There are chapters on marriage and having children, filled with anecdotes from her own experiences. Hopefully these will encourage prospective parents to take antenatal visits and parenting classes seriously. Her second birth was easy, the first a painful disaster - preparation made all the difference. The chapter on abortion is the most cogent and sincere. Moran has previously written a newspaper article on her own decision to have an abortion and the discussion here shows that she has spent a bit more time considering the issues involved. Abortion is a topic that rarely gets intelligent reflection so this was welcome.

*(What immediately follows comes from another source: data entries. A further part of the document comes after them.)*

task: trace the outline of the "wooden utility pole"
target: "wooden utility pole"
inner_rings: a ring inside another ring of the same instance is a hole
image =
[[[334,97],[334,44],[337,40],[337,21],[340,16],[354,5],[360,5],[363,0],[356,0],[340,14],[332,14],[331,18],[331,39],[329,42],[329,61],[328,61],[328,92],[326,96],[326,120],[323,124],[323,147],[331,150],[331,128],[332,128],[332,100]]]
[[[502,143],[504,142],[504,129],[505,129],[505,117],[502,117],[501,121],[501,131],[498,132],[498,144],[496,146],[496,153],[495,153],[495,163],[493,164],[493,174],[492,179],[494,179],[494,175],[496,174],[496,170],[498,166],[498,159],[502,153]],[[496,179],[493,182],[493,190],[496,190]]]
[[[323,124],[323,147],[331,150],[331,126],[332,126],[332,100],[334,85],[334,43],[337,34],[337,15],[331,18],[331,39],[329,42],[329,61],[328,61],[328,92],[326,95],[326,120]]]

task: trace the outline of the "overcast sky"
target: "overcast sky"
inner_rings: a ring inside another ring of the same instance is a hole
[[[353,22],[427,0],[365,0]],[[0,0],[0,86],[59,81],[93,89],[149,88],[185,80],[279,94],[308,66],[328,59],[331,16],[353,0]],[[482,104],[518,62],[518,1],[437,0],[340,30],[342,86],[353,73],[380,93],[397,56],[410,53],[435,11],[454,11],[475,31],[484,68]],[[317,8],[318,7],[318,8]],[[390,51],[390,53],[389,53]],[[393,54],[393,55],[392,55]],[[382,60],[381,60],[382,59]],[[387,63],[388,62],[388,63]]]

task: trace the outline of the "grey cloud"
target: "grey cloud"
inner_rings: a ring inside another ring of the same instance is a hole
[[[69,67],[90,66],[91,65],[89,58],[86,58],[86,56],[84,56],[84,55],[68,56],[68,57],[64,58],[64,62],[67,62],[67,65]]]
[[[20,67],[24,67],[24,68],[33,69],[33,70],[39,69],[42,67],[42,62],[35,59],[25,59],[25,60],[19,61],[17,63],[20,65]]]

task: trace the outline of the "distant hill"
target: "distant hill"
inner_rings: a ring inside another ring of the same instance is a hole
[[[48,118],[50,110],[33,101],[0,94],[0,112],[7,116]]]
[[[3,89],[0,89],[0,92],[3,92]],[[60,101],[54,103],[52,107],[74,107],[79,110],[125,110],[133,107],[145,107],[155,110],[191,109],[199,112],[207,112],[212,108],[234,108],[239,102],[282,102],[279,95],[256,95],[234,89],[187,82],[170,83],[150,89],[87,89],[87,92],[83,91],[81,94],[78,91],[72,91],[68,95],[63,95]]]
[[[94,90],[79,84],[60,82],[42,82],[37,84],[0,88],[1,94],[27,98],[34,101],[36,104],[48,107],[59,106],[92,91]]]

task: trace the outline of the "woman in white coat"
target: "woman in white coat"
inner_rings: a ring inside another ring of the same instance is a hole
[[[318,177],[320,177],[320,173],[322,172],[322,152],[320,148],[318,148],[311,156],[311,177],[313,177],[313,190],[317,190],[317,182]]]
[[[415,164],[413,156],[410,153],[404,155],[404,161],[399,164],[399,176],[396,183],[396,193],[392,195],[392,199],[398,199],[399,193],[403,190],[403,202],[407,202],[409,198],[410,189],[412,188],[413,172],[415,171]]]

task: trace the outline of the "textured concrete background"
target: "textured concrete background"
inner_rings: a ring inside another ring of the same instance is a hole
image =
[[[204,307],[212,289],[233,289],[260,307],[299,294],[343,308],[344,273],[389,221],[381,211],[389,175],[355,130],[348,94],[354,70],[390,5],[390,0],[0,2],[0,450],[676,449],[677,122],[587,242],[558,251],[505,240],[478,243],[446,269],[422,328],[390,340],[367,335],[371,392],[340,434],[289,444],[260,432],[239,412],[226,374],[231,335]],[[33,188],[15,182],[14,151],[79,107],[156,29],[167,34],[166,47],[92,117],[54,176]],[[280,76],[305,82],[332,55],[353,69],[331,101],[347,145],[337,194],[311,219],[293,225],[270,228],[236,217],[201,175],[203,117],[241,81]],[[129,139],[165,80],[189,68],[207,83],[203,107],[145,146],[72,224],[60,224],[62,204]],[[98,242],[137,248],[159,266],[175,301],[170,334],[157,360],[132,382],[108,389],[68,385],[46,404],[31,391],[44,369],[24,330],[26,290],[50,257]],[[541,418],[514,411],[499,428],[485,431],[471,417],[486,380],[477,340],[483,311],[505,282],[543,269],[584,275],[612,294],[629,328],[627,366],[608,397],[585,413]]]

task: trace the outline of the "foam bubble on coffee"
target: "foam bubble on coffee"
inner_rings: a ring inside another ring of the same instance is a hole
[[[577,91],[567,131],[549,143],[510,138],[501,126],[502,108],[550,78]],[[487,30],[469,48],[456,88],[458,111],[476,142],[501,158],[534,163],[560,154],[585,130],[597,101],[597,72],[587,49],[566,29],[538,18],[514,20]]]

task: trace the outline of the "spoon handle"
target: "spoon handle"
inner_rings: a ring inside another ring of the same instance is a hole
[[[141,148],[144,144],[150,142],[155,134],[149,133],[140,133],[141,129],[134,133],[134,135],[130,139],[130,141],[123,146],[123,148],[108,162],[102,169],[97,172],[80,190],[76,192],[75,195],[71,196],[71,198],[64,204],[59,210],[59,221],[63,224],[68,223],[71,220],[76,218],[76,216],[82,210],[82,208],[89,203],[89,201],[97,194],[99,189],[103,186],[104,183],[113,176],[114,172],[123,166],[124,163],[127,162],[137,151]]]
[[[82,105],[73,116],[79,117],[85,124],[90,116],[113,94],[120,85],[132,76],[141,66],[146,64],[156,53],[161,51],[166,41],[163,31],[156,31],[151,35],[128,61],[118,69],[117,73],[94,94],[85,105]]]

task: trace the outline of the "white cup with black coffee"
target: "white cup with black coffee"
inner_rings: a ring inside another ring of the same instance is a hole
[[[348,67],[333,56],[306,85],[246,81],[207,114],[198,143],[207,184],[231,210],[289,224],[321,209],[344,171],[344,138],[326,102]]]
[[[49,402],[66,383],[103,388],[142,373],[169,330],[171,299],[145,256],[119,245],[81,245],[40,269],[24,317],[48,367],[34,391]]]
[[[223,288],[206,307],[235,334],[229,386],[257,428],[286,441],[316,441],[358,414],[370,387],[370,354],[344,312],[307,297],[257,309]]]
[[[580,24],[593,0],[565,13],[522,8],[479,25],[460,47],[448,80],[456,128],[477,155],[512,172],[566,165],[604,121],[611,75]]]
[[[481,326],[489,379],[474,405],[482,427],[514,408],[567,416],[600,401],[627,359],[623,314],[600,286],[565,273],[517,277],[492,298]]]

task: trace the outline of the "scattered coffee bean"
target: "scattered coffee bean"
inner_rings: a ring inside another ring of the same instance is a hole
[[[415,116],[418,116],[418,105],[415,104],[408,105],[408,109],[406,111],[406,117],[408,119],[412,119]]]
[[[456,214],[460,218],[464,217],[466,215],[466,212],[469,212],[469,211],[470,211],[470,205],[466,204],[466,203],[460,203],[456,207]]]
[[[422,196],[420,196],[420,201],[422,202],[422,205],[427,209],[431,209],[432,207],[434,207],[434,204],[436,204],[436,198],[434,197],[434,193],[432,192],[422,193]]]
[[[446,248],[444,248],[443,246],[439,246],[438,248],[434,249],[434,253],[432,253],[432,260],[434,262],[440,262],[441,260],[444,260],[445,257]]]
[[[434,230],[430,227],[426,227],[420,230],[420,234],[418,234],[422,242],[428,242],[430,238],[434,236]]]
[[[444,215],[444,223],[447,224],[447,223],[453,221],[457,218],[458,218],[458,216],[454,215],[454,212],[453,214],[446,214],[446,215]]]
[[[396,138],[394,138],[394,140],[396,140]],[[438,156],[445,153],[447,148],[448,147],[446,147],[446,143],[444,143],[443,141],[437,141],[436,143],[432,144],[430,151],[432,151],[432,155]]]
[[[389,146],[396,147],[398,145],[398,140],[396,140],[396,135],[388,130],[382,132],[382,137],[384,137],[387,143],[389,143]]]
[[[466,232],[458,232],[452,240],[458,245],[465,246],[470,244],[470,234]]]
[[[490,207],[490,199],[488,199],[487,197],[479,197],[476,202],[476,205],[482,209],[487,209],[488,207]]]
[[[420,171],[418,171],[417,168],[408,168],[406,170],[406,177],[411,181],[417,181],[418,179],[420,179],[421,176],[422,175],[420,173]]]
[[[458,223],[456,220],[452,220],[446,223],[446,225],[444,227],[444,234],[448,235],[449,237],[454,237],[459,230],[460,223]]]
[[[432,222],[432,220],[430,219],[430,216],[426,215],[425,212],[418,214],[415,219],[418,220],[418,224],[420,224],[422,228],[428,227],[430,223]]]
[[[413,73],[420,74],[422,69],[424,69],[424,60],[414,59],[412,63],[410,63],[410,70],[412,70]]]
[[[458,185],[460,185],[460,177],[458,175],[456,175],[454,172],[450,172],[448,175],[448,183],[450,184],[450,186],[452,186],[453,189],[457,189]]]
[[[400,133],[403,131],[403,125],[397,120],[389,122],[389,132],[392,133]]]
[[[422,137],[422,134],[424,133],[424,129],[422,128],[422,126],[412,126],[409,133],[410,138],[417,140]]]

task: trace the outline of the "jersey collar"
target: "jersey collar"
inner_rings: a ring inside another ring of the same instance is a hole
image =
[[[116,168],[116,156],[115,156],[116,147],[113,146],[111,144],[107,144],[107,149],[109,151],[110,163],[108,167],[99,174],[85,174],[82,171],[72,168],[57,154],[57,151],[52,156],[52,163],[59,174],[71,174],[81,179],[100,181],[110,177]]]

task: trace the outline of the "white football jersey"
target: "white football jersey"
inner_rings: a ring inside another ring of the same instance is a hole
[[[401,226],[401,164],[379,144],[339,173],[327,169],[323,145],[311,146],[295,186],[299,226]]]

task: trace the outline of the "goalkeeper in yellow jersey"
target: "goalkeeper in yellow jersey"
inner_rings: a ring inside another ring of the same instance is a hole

The major weakness in the book is the poor writing style. The first eleven chapter headings all end in exclamation marks and the text is riddled with phrases and sentences in capital letters to show she is BEING FUNNY!! or that THIS IS IMPORTANT!!! Moran was a journalist on Melody Maker, a pop music magazine, and contributes articles on entertainment to The Times newspaper, so the tabloid style is understandable, but it too often distracts from the messages in the book. The other key weakness is Moran's poor skills in satire and comic writing. Much of what she writes is not funny at all. I only chuckled to myself once in the course of reading this book and now I can't even recall what that was about. Timing and a twist in context are central to humour and Moran's writing lacks both of these.

While Moran is self-reflective about motherhood and the choice of having children, in other parts of the book she is far less insightful. Consumerism is not really grasped at all. In her chapter on fashion she admits that, like many women, she owns more shoes and bags than she will ever use, but never questions why this is so. She rightly points out that it is not for men - they are utterly uninterested in fashion. Women's fashion is competitive behaviour between and for women. It is wasteful and divisive, but at the same time she is opposed to `sisterhood'. Elsewhere, Moran is critical of celebrities and the celebrity culture we feed, but says nothing about her own role in this as a journalist. Instead, she admires Lady Gaga for her `radical agenda'. But what is radical about media and market manipulation to sell lots of product? Feminism could offer a way off the consumerist treadmill, but Moran doesn't even consider that possibility.

Sexism is fundamentally about power, so Moran's idea of framing it in terms of `winners' and `losers' contains the germ of an interesting discussion. Unfortunately, it never gets off the ground. I was hoping that this book would be funny and incisive, but in the end I found it superficial and often boring to read. In her teenage years, Moran was inspired by Germaine Greer's The Female Eunuch. Decades have passed since that was published, but it is still a treasury of ideas and a salutary read, even if humour is absent (Greer is Australian). Women and men of all ages would benefit from reading and re-reading Greer's book, but Moran's audience has been short-changed by this often muddle-headed and sadly unfunny approach to being a woman.